Del embarcadero le llegó un olor a pescado, fango y brea.
Reynevan condujo con dificultad al cojo caballo por la pendiente resbaladiza de barro, se acercó al embarcadero, atravesando por entre chamizos, casuchas y redes puestas a secar. Por la plataforma pateaban y chasqueaban los pies desnudos, la carga y descarga estaba en su apogeo. De una barca se descargaba, a otra se cargaba. Parte de la mercancía, que se componía principalmente de pieles curtidas y barriletes de contenido desconocido, estaba siendo transportada desde el embarcadero a unos carros, un mercader con barba vigilaba la operación. Se llevaba a un toro a una de las barcas. El animal bramaba y pateaba, toda la plataforma temblaba. Los almadieros maldijeron en polaco.
Todo se tranquilizó muy deprisa. Los carros con las pieles y los barriletes se fueron, el toro intentaba abrir con un cuerno la estrecha prisión en que lo habían metido. Los polacos de agua, de acuerdo con su costumbre, se pusieron a discutir. Reynevan sabía polaco lo suficiente como para entender que se trataba de una discusión por nada.
– ¿Alguno de vosotros, si se me permite preguntar, navega corriente abajo, hacia Wroclaw?
Los polacos de agua interrumpieron su disputa y lanzaron a Reynevan una mirada no especialmente amable. Uno escupió al agua.
– Y si es así -bufó-, ¿qué? ¿Señorito hidalgo?
– Mi caballo se ha quedado cojo. Y tengo que ir a Wroclaw.
El polaco bufó con rabia, carraspeó, escupió otra vez.
– Bueno. -Reynevan no renuncié)-. ¿Entonces qué?
– No llevo alemanes.
– No soy alemán. Soy silesio.
– ¿Sí?
– Sí.
– Entonces di esto: soczewica, kolo, miele, mlyn.
– Soczewica, kolo, miele, mlyn. Y tú di esto: stol zpowylamywanymi nogami.
– Stol z powy… myla… waly… Sube.
Reynevan no dejó que se lo repitieran dos veces, pero el almadiero enfrió su acaloramiento.

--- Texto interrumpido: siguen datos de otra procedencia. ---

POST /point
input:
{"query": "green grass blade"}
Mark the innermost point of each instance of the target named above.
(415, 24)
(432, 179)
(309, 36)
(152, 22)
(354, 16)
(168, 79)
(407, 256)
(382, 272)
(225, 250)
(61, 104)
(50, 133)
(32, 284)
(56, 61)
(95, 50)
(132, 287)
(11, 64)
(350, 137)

– ¡Espera! ¿Adonde? En primer lugar, yo no voy más que hasta Olawa. En segundo lugar, esto cuesta cinco scotus. Y cinco más por el caballo.
– Si no los tienes -se entrometió con sonrisa de zorro otro wasser-polaco al ver que Reynevan revolvía en su bolsa con un gesto turbado-, yo te compro el caballo. Te doy cinco… no, venga, seis scotus. Doce grosches. Tendrás lo justo para el viaje. Y en no teniendo el caballo, no tendrás que pagar por él. Una ganancia limpia.
– Este caballo -advirtió Reynevan- vale por lo menos cinco marcos.
– Este caballo -lo contradijo el polaco con frescura- no vale una mierda. Porque no vas a llegar con él allí adonde tanta prisa tienes. ¿Así que qué va a ser? ¿Lo vendes?
– Si añadís tres scotus más por la silla y las riendas.
– Un scotus.
– Dos.
– Trato hecho.
Dinero y caballo cambiaron de propietario. Reynevan palmoteo al rucio en el cuello para despedirse, acarició su crin y se sorbió la nariz al decirle adiós a su amigo y compañero de desgracias. Luego se agarró a la cuerda y saltó a cubierta. El barquero quitó la soga del poste. La barca tembló, navegó con lentitud por la corriente. El toro bramó, los pescados apestaban. En la plataforma, los polacos de agua contemplaban la pata del rucio y se peleaban por nada.